Evaluation can be complex and, in many cases, costly. For this reason, we suggested throughout this chapter that evaluation is useful and important, but not necessary at all levels all the time. Furthermore, good detective work can, in some cases, replace complex designs in assessing the validity of evaluation.
Deciding what training should be evaluated, and at what levels, will be easier if the organization is proactive. By examining the strategic plan, it is possible to identify those areas of training that require evaluation and the extent to which evaluating is necessary. Without such direction, the training department will need to identify its mission and goals as best it can and work from there to determine the training that needs to be evaluated. Even for a large organization, it is simply not practical to evaluate everything. All organizations need to determine what training they want to evaluate and how they will do so. (http://content.thuzelearning.com/books/AUBUS680.16.1/sections/i133#ch09sidebar05)
The Training Program (Fabrics, Inc.) We are now ready to examine the evaluation phase of the Fabrics, Inc., training. We presented the training, and it is time to do the evaluation. In the design phase of the training process, one of the outcomes was development of evaluation objectives.

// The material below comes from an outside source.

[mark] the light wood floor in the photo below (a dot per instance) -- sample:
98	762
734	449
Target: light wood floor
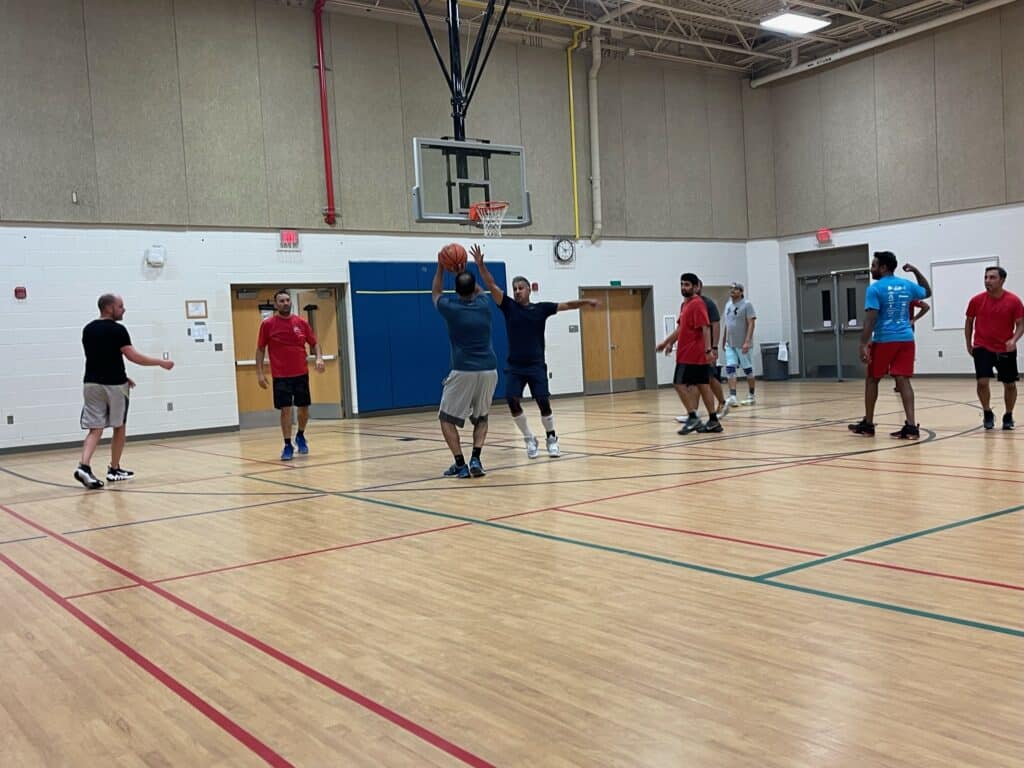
783	594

Although we developed and implemented the training, it is critical to remember that developing the tools for evaluation needs to be done concurrently with developing the training, not after it.
Examination of the output of the evaluation phase of training indicated two types of evaluation: process and outcome. The process evaluation will consist of the trainer, during training, documenting what she covered in each module and the time spent on it. These results will then be compared with what was expected to be covered in each module and the time spent.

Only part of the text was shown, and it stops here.